By Steve Brawner
© 2015 by Steve Brawner Communications, Inc.
Have you ever thought about what you would do if you were attacked by a turkey? If it happens after Oct. 1, someone will have thought about it for you.
That’s the date the nation’s medical providers – including 38,000 of them in Arkansas – are required by the government to switch from the ICD-9 coding system to ICD-10. The codes are what your doctors transmit to insurance companies and government agencies to get paid.
ICD isn’t just a national standard but a worldwide one. The United States began using ICD-9 in 1979. ICD-10 has been around 25 years, and much of the world has already switched to it.
ICD-10 is “better” in that it’s much more specific. ICD-9 uses 13,000 codes; ICD-10 uses 68,000 – exactly which bone was broken and on which arm, for example. Knowing this information helps payers – insurance companies and the government – detect waste and fraud. It also helps researchers better understand problems and trends.
But ICD-10 takes that specificity to an extreme. According to the fact-checking website Politifact, it has nine separate codes for turkey-related injuries, including one if the patient was struck by a turkey and another if the patient was pecked.
Requiring the nation’s medical coders to switch to that kind of system is not cheap. An American Medical Association study found that, between training costs and software purchases, a small practice will spend between $56,639 and $226,105, with larger practices spending up to $8 million.

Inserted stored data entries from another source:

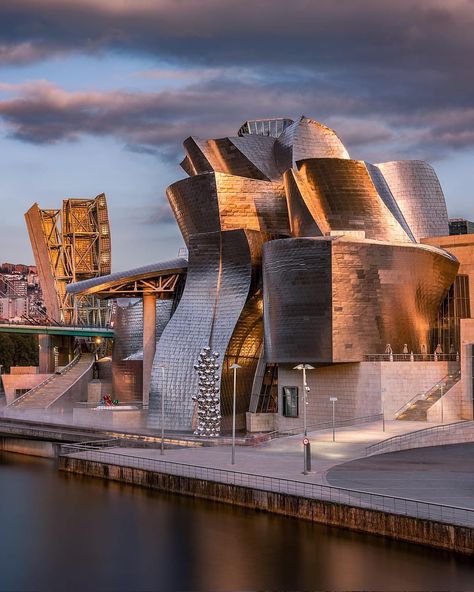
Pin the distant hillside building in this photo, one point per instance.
(460, 226)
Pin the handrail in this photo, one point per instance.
(328, 424)
(44, 382)
(359, 498)
(423, 396)
(412, 436)
(411, 357)
(92, 360)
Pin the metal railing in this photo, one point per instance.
(46, 381)
(411, 357)
(361, 499)
(447, 382)
(326, 425)
(395, 443)
(136, 404)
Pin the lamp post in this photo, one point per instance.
(333, 401)
(382, 392)
(442, 403)
(234, 367)
(162, 368)
(307, 445)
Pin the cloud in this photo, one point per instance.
(156, 123)
(390, 77)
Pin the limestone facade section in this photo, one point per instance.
(358, 388)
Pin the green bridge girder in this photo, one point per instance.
(57, 330)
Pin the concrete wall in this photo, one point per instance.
(405, 528)
(11, 382)
(76, 392)
(456, 433)
(467, 340)
(96, 389)
(29, 447)
(358, 389)
(24, 370)
(448, 408)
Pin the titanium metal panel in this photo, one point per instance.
(217, 287)
(340, 195)
(297, 296)
(215, 201)
(127, 356)
(244, 349)
(304, 139)
(250, 156)
(329, 300)
(418, 193)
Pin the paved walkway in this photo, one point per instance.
(277, 466)
(441, 474)
(283, 457)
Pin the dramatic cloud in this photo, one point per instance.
(384, 74)
(158, 122)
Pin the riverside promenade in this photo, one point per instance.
(269, 477)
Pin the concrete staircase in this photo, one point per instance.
(417, 408)
(54, 387)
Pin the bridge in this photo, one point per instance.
(61, 330)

That’s a big expense and a lot of trouble, and as a result, the state’s medical providers aren’t prepared for ICD-10. Of the 95 clinics that have responded to an Arkansas Medical Society survey, only 16 percent are ready now, and 30 percent do not expect to be ready by Oct. 1.
The procrastinators are probably hoping the switch will be delayed, as has happened twice. The switch originally was supposed to occur in 2008. But Tami Harlan, deputy director of the state’s Medicaid program, said it’s unlikely the feds will allow another delay. She said her agency is working “feverishly” on the change. On Oct. 1, if a doctor’s office sends Medicaid an ICD-9 code, it will be rejected immediately. The clinic still can be paid by paper check, but that will be costly for it and for the Medicaid program, and the payment will be delayed. So on Oct. 1, expect unprepared clinics across the state to start scrambling.
Is ICD-10 worth it? I don’t know, but we shouldn’t be surprised by all this. This is the system we’ve set up.
American medicine is based on the expectation that most care will feel almost free to the patient as the care is provided. We pay into a big system upfront through insurance and taxes, pizza buffet style, and then expect to pay little afterwards. If we want a $25,000 car, we’ll get a loan because, hey, it’s got a sun roof and we earned it. For a procedure that restores our health or saves our life, we’re outraged if asked to pay almost anything because it’s not fair, and besides, that’s why we have insurance. The system should pay for that.
But if we expect government and insurance bureaucracies to pay the big bills, we should expect them to behave as bureaucracies behave. They want to know how the money is spent. They want to put things into boxes. They want to control, and at some level, they have a fiduciary duty to do so.
I’ve heard more than one well-informed person – specifically, Sen. David Sanders, R-Little Rock, and Cheryl Smith Gardner, executive director of the Arkansas Health Insurance Marketplace – say the health care system inevitably will move in one of two directions: more consumer choice, or more government command and control. They and I would prefer more consumer choice.
That’s difficult in health care. Consumer choice requires consumer responsibility, and it’s not like we can go shopping for the best deal when we’re in the ambulance after an auto accident. But at the very least, for smaller stuff like if turkeys attack, we probably ought to pay for it ourselves, if we can. We probably shouldn’t have been messing with the turkeys in the first place. For the bigger stuff, right or wrong and unless expectations change, we’re probably stuck with something like ICD-9 or ICD-10.
Or ICD-11, which should be ready for whoever wants it by 2017.